Pour réduire les risques de telles technologies, nous pouvons faire des choses simples.
Nous pouvons encourager les cultures scientifique et technologique à élaborer leur propre serment d’Hippocrate ; nous pouvons ouvrir un débat public pour évaluer ces nouvelles technologies, ce qui permettra de comprendre les risques qui leur sont associés; nous pouvons contraindre les entreprises qui souhaitent utiliser ces techniques dangereuses à souscrire des polices d’assurance élevées de sorte qu’elles empruntent les chemins les moins risqués. Pour quelques-unes de ces expériences extrêmement dangereuses – comme le travail sur le génome de la variole ou d’autres maladies mortelles -, nous devrions les cantonner dans des laboratoires sécurisés et sous contrôle international, même si ces recherches sont menées dans un cadre commercial. Plus encore, certaines technologies sont si dangereuses – les nanotechnologies illimitées, par exemple – que nous devrions purement et simplement en interdire la pratique, comme le reconnaissent certains des nanotechniciens les plus en pointe.
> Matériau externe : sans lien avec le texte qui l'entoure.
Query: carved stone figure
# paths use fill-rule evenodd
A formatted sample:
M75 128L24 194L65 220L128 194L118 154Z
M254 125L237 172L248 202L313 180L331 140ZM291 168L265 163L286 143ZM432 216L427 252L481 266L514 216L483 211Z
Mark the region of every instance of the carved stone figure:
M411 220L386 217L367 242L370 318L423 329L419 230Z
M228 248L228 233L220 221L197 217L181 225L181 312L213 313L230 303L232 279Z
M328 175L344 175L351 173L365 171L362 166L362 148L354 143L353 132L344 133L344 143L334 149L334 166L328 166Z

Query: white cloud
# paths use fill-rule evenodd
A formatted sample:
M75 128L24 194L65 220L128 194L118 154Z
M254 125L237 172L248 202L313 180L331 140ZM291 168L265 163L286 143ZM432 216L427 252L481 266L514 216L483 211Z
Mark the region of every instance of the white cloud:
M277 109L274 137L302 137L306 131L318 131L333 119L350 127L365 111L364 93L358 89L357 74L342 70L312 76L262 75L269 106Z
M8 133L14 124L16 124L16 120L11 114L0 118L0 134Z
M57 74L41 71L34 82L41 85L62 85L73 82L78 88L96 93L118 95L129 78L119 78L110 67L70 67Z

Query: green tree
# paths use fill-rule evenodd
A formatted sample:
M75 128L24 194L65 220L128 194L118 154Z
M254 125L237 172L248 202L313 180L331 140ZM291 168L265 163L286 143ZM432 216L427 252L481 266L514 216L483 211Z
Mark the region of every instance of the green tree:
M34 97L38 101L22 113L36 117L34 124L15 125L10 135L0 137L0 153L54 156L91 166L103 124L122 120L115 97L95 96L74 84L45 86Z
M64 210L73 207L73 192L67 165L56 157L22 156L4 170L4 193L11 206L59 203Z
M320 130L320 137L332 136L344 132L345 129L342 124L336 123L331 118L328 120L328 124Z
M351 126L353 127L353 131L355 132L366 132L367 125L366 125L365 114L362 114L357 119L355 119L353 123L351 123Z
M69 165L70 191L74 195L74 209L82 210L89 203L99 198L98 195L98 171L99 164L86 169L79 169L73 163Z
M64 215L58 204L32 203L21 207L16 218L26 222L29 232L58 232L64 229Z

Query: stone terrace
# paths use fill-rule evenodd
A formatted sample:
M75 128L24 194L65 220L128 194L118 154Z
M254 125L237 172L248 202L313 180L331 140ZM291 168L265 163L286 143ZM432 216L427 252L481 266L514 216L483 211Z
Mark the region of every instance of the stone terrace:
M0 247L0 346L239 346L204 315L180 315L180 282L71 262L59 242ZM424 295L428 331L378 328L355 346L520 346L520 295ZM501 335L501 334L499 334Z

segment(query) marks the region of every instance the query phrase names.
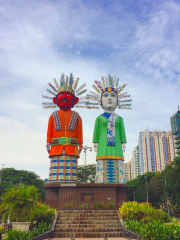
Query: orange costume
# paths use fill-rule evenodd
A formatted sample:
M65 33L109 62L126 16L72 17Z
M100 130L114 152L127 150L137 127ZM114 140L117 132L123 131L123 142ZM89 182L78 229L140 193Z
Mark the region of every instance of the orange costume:
M82 134L82 120L78 115L74 129L71 131L68 129L72 114L74 111L58 110L58 115L61 123L61 129L56 131L53 114L49 117L48 131L47 131L47 143L51 143L54 138L75 138L78 144L83 143ZM59 156L62 154L63 149L67 155L76 156L79 158L79 151L77 145L52 145L49 153L49 157Z
M73 74L70 77L61 74L60 84L54 78L55 86L48 85L47 91L53 95L43 95L51 102L43 102L43 108L59 107L49 117L46 149L49 153L50 169L49 182L73 183L77 182L77 159L82 151L83 132L82 120L79 114L71 108L79 102L78 96L84 94L86 84L77 89L79 78ZM78 106L77 106L78 107Z

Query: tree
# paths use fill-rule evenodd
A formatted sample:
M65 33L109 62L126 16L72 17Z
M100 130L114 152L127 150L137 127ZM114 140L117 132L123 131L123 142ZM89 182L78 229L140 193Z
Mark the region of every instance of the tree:
M96 164L78 166L78 183L94 183L96 174Z
M35 186L20 185L9 188L1 197L0 210L3 221L9 216L10 221L27 222L30 211L36 206L39 194Z
M167 165L164 172L167 179L167 195L174 211L180 211L180 156Z
M4 168L2 180L0 184L0 195L2 195L7 188L17 186L20 184L34 185L40 193L40 200L45 200L45 183L40 177L30 171L16 170L14 168Z
M129 185L128 189L128 199L129 201L135 200L137 202L146 202L147 201L147 191L146 191L146 179L147 177L147 182L148 182L148 192L149 192L149 183L151 178L155 175L154 172L148 172L143 175L139 175L137 178L130 180L127 182L127 185ZM152 202L152 196L149 194L149 200L148 202Z

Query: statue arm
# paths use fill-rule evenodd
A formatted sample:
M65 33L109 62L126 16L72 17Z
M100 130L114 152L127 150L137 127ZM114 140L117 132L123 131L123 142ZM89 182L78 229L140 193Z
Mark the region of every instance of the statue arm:
M50 153L50 150L51 150L52 124L53 124L53 116L51 115L51 116L49 117L48 130L47 130L47 144L46 144L46 149L47 149L47 152L48 152L48 153Z
M96 118L96 122L94 125L94 134L93 134L93 143L94 143L94 151L97 152L98 148L98 135L99 135L99 128L98 128L98 119Z
M120 124L120 136L121 136L122 149L123 149L123 152L125 152L125 150L126 150L126 133L125 133L124 122L123 122L122 118L121 118L121 124Z
M83 130L82 130L82 119L78 116L77 119L77 140L78 140L78 147L79 153L81 153L83 148Z

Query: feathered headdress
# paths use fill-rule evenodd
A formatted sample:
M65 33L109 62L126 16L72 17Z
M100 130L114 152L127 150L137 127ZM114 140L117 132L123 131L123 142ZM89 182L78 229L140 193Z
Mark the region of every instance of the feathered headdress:
M118 105L119 109L127 109L132 110L132 99L127 92L122 92L122 90L126 87L126 84L120 86L119 78L112 77L108 75L108 77L102 77L101 81L94 81L93 88L95 92L89 91L85 97L81 97L79 99L77 108L88 108L88 109L100 109L101 107L101 96L105 92L115 92L118 95Z
M87 89L84 89L86 87L85 83L77 89L78 83L79 83L79 78L74 80L72 73L70 73L70 77L65 76L65 74L62 73L59 84L58 84L56 78L54 78L55 85L53 85L49 82L48 85L49 85L50 89L47 88L46 91L49 92L51 95L53 95L53 97L55 97L59 92L71 92L73 95L80 96L80 95L86 93ZM53 103L53 97L45 96L45 95L42 95L42 97L51 100L51 102L43 102L42 103L43 108L56 108L57 107L57 105ZM75 107L76 107L76 105L75 105Z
Si nous savons surmonter ces risques, l’avenir qui s’ouvre à nous est incroyable de richesse, de longévité, et nous pourrions même aboutir à l’éradication de la pauvreté matérielle. Dans cette société d’après la rareté, que l’on pourrait atteindre en moins d’un siècle, il nous restera à trouver un sens à nos vies, un sens au-delà de la simple compétition économique. Mais ne pas nous perdre, d’ici là, sur ce chemin problématique, c’est le plus grand défi que nous ayons à relever.
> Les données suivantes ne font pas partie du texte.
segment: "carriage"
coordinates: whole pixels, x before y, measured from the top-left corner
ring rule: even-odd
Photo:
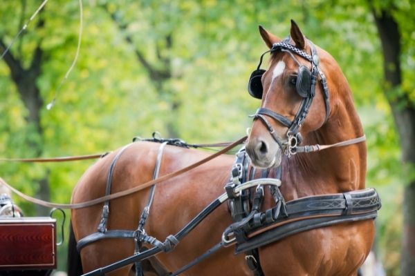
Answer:
[[[154,138],[101,158],[73,193],[70,275],[357,275],[380,201],[347,81],[294,21],[286,39],[259,32],[248,138],[213,155]]]
[[[56,219],[24,217],[8,194],[0,195],[0,275],[50,275],[56,246]]]

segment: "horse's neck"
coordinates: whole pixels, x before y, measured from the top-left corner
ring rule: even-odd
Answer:
[[[304,145],[333,144],[363,135],[351,99],[337,107],[327,122],[304,137]],[[299,153],[282,164],[282,185],[293,198],[365,188],[366,144]]]

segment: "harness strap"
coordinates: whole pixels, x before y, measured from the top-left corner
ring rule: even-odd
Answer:
[[[163,152],[167,143],[167,141],[163,142],[160,146],[160,148],[158,148],[157,159],[156,159],[156,164],[154,165],[154,171],[153,172],[153,179],[156,179],[157,177],[158,177],[158,172],[160,172],[160,167],[161,166],[161,159],[163,157]],[[160,241],[158,241],[157,239],[147,235],[145,233],[145,230],[144,230],[144,226],[145,225],[147,219],[149,216],[150,208],[151,207],[151,204],[153,203],[153,199],[154,199],[155,190],[156,185],[154,184],[151,186],[151,188],[150,188],[150,193],[149,195],[147,204],[142,210],[142,213],[141,213],[141,217],[140,218],[140,221],[138,222],[138,228],[137,228],[137,233],[138,235],[134,239],[134,240],[136,241],[136,249],[134,250],[134,254],[140,253],[140,250],[142,242],[157,247],[163,247],[164,246],[164,244]],[[142,276],[143,273],[142,268],[141,267],[141,262],[136,262],[134,264],[136,266],[136,276]]]
[[[327,148],[338,148],[342,146],[346,146],[349,145],[353,145],[353,144],[358,144],[363,142],[366,140],[366,135],[361,136],[358,138],[350,139],[349,140],[342,141],[341,142],[333,144],[331,145],[311,145],[311,146],[297,146],[295,148],[295,153],[298,152],[312,152],[315,151],[320,151],[323,150],[326,150]],[[293,153],[293,152],[291,152]]]
[[[107,186],[105,187],[105,195],[109,195],[111,194],[111,186],[113,175],[114,173],[114,170],[116,168],[116,165],[118,159],[124,152],[124,151],[130,146],[131,144],[129,144],[128,145],[124,146],[116,155],[115,158],[113,159],[111,163],[111,166],[109,167],[109,171],[108,172],[108,175],[107,177]],[[104,233],[107,231],[107,222],[108,221],[108,217],[109,216],[109,201],[107,200],[104,202],[104,206],[102,207],[102,215],[101,215],[101,221],[97,230],[98,232]]]
[[[208,257],[210,256],[212,254],[216,253],[217,250],[221,249],[222,247],[223,247],[223,244],[222,244],[221,241],[215,244],[213,247],[212,247],[211,248],[208,250],[203,254],[202,254],[197,258],[194,259],[193,261],[190,262],[189,264],[183,266],[179,270],[174,272],[171,276],[177,276],[179,274],[183,273],[183,272],[186,271],[187,269],[189,269],[191,267],[194,266],[194,265],[200,263],[201,262],[202,262],[203,260],[206,259]]]
[[[112,200],[112,199],[118,199],[120,197],[125,197],[127,195],[138,192],[139,190],[144,190],[156,183],[162,182],[162,181],[166,181],[167,179],[170,179],[173,177],[175,177],[178,175],[182,175],[186,172],[188,172],[189,170],[193,170],[194,168],[195,168],[206,162],[208,162],[209,161],[219,157],[219,155],[221,155],[225,152],[228,152],[229,150],[230,150],[231,149],[232,149],[237,145],[242,144],[245,140],[246,140],[246,137],[247,137],[246,136],[244,136],[243,137],[240,138],[239,139],[238,139],[238,140],[235,141],[234,142],[233,142],[232,144],[230,144],[226,148],[221,149],[221,150],[214,153],[212,155],[209,155],[206,158],[204,158],[200,161],[193,163],[182,169],[180,169],[175,172],[170,172],[167,175],[165,175],[160,177],[158,177],[156,179],[154,179],[154,180],[149,181],[148,182],[144,183],[142,184],[140,184],[136,187],[130,188],[128,190],[122,190],[120,192],[115,193],[113,194],[105,195],[102,197],[98,197],[98,198],[95,198],[94,199],[89,200],[89,201],[84,201],[84,202],[77,203],[77,204],[56,204],[56,203],[53,203],[53,202],[46,201],[44,200],[39,199],[37,199],[37,198],[35,198],[33,197],[30,197],[27,195],[25,195],[24,193],[21,193],[19,190],[13,188],[12,186],[11,186],[8,184],[7,184],[4,181],[4,179],[3,179],[1,177],[0,177],[0,183],[1,184],[4,185],[5,186],[6,186],[7,188],[8,188],[9,189],[10,189],[13,193],[16,193],[20,197],[21,197],[28,201],[34,203],[35,204],[38,204],[38,205],[40,205],[42,206],[49,207],[49,208],[60,208],[62,209],[80,209],[82,208],[93,206],[94,205],[99,204],[102,202],[105,202],[106,201],[108,201],[108,200]]]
En cette époque où les raisons d’espérer ne sont pas moins nombreuses que les dangers, un véritable défi nous attend: donner forme à nos souhaits collectifs pour éviter d’être dominés par nos propres outils et par leurs effets.
Wendell Berry, dans son merveilleux livre La vie est un miracle, a remarquablement exprimé mon sentiment: «La science et l’art ne sont ni fondamentaux ni immuables. Ils ne font pas partie du monde, ils sont des outils. La seule raison pour laquelle nous avons besoin de cette caisse d’outils, c’est d’assurer notre séjour sur Terre.» Fascinés par l’incroyable feu d’artifice de la science et de la technologie au XXIè siècle, nous ne devons pas perdre de vue qu’elles ne sont que des outils. Nous devons veiller à ce qu’elles ne deviennent pas une fin en soi qui finirait par nous détruire.